I was standing on the corner of Hollywood and Vine in Hollywood on my way to do a radio interview. With me was a missionary who went into the highlands of Irian Jaya and brought the Gospel to a tribe whose culture was Stone Age. Bill and Judy Carne had introduced metal and cloth—something these folks had never before seen.

Bill and I were commenting on some of the rather weird people we observed on the streets of Hollywood with their tattoos, earrings, weird makeup, chains and pretty bizarre outfits, hoping that someone would notice them. As we talked about changing morality, Bill said, “You know, our people in Irian Jaya have a far stricter moral code than we have today.” This struck me as rather strange, because where he had been, women wore grass skirts and men wore gourds covering the front of their anatomy and nothing more. “How is that?” I asked.

He explained that in their tribe, they had a prescribed moral code that determined what was right and wrong. He said that if a man had sex with another man’s wife, he would be taken before the council and tried. If he was found guilty they would take him and burn out his eyes with lime. “We just don’t have immorality,” Bill said.

Few people would deny that morality has changed in the past generation. What our grandparents talked about in hushed tones, our parents did with troubled consciences, and our generation is doing without a troubled conscience. I’ve just been leafing through a file which I have kept containing letters from individuals who have written to me.

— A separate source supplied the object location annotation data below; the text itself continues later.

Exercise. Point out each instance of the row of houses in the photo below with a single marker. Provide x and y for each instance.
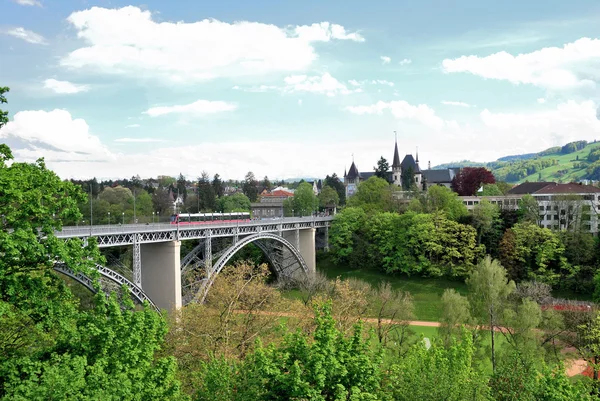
(560, 206)
(270, 203)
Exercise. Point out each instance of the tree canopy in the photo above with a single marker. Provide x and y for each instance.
(468, 181)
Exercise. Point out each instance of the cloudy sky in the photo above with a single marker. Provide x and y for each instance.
(289, 89)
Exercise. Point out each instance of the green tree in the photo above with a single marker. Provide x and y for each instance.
(3, 113)
(485, 216)
(326, 365)
(489, 289)
(441, 199)
(206, 193)
(250, 186)
(237, 202)
(344, 229)
(266, 184)
(456, 315)
(373, 195)
(382, 168)
(49, 348)
(491, 190)
(334, 182)
(439, 374)
(304, 201)
(218, 186)
(529, 210)
(182, 186)
(518, 380)
(328, 197)
(407, 178)
(536, 253)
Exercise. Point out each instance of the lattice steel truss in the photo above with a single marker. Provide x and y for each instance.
(285, 258)
(135, 291)
(130, 234)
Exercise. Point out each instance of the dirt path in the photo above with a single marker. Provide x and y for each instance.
(573, 367)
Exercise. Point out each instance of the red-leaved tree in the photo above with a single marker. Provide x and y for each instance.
(470, 179)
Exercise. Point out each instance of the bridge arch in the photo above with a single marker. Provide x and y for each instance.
(113, 276)
(259, 239)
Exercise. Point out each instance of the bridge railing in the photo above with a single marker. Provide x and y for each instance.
(83, 231)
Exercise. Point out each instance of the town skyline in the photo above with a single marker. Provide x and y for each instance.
(117, 89)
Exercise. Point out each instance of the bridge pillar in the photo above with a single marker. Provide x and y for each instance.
(161, 273)
(307, 248)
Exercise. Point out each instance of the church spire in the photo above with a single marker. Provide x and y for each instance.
(396, 161)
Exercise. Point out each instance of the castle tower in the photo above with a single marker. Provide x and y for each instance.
(396, 167)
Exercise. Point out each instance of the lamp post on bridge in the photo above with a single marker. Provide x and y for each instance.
(91, 210)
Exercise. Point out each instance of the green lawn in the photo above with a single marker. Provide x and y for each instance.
(565, 162)
(426, 292)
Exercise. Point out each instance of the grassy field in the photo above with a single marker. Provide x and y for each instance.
(565, 162)
(426, 292)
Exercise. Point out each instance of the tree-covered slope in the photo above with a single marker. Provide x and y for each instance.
(574, 161)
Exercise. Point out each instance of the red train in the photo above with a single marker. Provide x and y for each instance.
(210, 218)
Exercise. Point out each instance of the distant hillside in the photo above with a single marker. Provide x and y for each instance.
(462, 163)
(517, 157)
(574, 161)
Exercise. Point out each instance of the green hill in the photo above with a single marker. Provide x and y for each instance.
(574, 161)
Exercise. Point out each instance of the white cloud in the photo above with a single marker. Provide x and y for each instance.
(324, 32)
(53, 133)
(139, 140)
(382, 82)
(26, 35)
(72, 151)
(259, 89)
(403, 110)
(28, 2)
(568, 117)
(128, 41)
(557, 68)
(454, 103)
(324, 84)
(198, 108)
(64, 87)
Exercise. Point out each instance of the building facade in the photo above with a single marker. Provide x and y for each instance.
(270, 205)
(421, 178)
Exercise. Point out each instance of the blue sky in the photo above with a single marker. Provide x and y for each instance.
(288, 89)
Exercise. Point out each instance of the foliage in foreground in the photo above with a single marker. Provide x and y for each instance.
(327, 364)
(49, 348)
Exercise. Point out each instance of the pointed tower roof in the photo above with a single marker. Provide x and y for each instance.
(396, 162)
(353, 172)
(409, 162)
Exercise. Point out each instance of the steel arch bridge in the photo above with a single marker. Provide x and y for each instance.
(135, 291)
(286, 260)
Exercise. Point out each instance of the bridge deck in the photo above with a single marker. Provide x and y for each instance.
(128, 234)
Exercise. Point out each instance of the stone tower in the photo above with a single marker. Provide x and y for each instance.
(396, 167)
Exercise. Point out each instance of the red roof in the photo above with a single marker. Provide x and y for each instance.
(280, 193)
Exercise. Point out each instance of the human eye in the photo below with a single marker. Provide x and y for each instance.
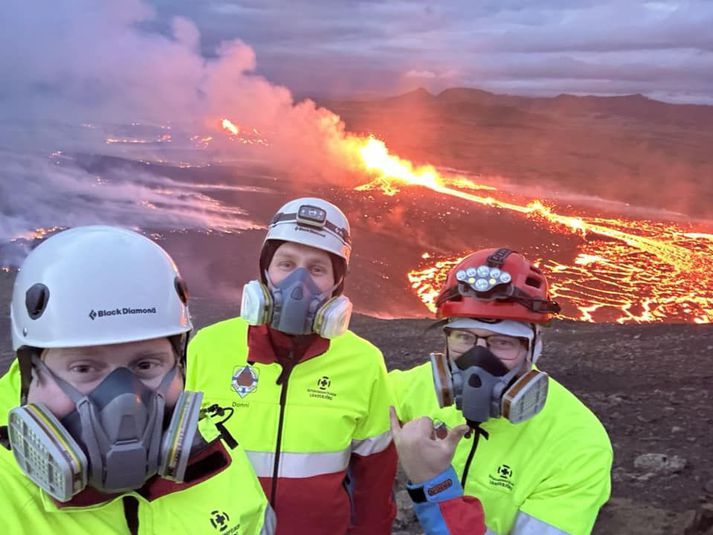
(463, 337)
(318, 270)
(81, 369)
(499, 342)
(84, 371)
(148, 367)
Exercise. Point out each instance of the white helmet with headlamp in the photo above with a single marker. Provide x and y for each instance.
(95, 286)
(296, 306)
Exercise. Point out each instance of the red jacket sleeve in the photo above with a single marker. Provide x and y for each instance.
(371, 483)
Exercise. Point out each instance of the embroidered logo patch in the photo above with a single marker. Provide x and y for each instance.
(244, 380)
(502, 477)
(322, 391)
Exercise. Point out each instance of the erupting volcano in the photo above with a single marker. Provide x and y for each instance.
(626, 270)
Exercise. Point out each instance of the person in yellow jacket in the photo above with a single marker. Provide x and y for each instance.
(103, 437)
(537, 461)
(309, 399)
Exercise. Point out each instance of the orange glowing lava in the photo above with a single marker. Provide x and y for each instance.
(626, 270)
(230, 126)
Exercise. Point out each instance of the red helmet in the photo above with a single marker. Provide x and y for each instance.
(496, 284)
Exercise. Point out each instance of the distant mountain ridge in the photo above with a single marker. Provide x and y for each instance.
(628, 148)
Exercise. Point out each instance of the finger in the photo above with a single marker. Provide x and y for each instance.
(395, 424)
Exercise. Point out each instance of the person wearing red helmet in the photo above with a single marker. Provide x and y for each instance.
(538, 461)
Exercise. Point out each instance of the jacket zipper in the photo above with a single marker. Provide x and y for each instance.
(282, 379)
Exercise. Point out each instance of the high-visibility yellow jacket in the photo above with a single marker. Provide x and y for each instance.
(223, 498)
(305, 423)
(549, 474)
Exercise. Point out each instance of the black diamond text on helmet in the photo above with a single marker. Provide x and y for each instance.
(125, 311)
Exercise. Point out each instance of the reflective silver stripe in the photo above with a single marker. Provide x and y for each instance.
(299, 464)
(269, 524)
(529, 525)
(368, 446)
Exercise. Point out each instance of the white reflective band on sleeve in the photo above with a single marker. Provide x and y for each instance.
(369, 446)
(299, 464)
(529, 525)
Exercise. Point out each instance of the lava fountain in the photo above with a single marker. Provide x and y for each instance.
(626, 270)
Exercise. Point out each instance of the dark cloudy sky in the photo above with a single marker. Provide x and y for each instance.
(660, 48)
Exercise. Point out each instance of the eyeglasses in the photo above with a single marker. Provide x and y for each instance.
(461, 341)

From the 60s and 70s come letters such as, “I have been unfaithful to my wife. The guilt is destroying me. I have to tell someone.” Another read, “Just yesterday I revealed the truth to my husband of being unfaithful last fall, a guilt I had long carried.” A third reads, “When I committed my great sin, God forgave me, but I fell again and again thinking each time I would not any more. I am so ashamed that I let Satan win so many times.”

I have also noticed that in the late 80s and continuing into this decade, those letters filled with guilt and remorse have been few and fewer. Why? Because we are getting more and more moral? I wish that were true, but the fact is that as culture has become more accommodating, our consciences bother us less and less.

Alexander Pope once wrote, “Vice is a monster of such frightful mien,/ as to be hated, needs but to be seen,/ Yet seen too oft, familiar with her face,/ we first endure, then pity, then embrace.”
If society says, “It’s OK,” does that really make it OK? Not for a moment. What may be lawful isn’t necessary moral or right in the sight of God, who is the final judge of what is what is right and wrong.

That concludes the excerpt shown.